Un propulsor electrohidráulico es un actuador autónomo que convierte la energía eléctrica en movimiento lineal mediante una pequeña bomba accionada por motor y un cilindro hidráulico. En muchos sistemas de freno industriales—especialmente frenos de tambor electrohidráulicos—el propulsor proporciona la fuerza necesaria para liberar (o accionar) el freno contra la presión de los resortes. Cuando se energiza, el propulsor se extiende o retrae para mover el mecanismo del freno; cuando se elimina la energía, los resortes devuelven el freno a su estado predeterminado aplicado, proporcionando un comportamiento a prueba de fallos.
Los propulsores son valorados por su fiabilidad, fuerza de salida fuerte y adecuación para entornos adversos. Simplifican la instalación al requerir solo una conexión eléctrica en lugar de una unidad de potencia hidráulica externa.
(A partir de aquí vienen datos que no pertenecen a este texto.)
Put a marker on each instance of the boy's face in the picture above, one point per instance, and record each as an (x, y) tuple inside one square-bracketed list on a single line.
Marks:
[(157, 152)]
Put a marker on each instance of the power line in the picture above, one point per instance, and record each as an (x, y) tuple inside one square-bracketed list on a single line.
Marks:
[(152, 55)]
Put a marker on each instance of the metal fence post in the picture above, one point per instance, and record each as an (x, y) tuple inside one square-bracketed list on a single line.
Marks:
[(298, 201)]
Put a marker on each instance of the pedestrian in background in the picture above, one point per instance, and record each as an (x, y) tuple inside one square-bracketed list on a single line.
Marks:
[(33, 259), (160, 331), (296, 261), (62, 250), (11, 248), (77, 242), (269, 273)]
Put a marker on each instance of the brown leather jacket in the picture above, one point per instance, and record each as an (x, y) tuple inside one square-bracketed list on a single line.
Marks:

Al seleccionar un propulsor, considere el recorrido, la fuerza de empuje, el ciclo de trabajo, la temperatura ambiente, la protección del recinto (clasificación IP) y—donde sea necesario—la certificación a prueba de explosiones. Problemas comunes como respuesta lenta o recorrido insuficiente a menudo se deben a un tamaño incorrecto, una estabilidad pobre en la fuente de alimentación o fluido interno contaminado.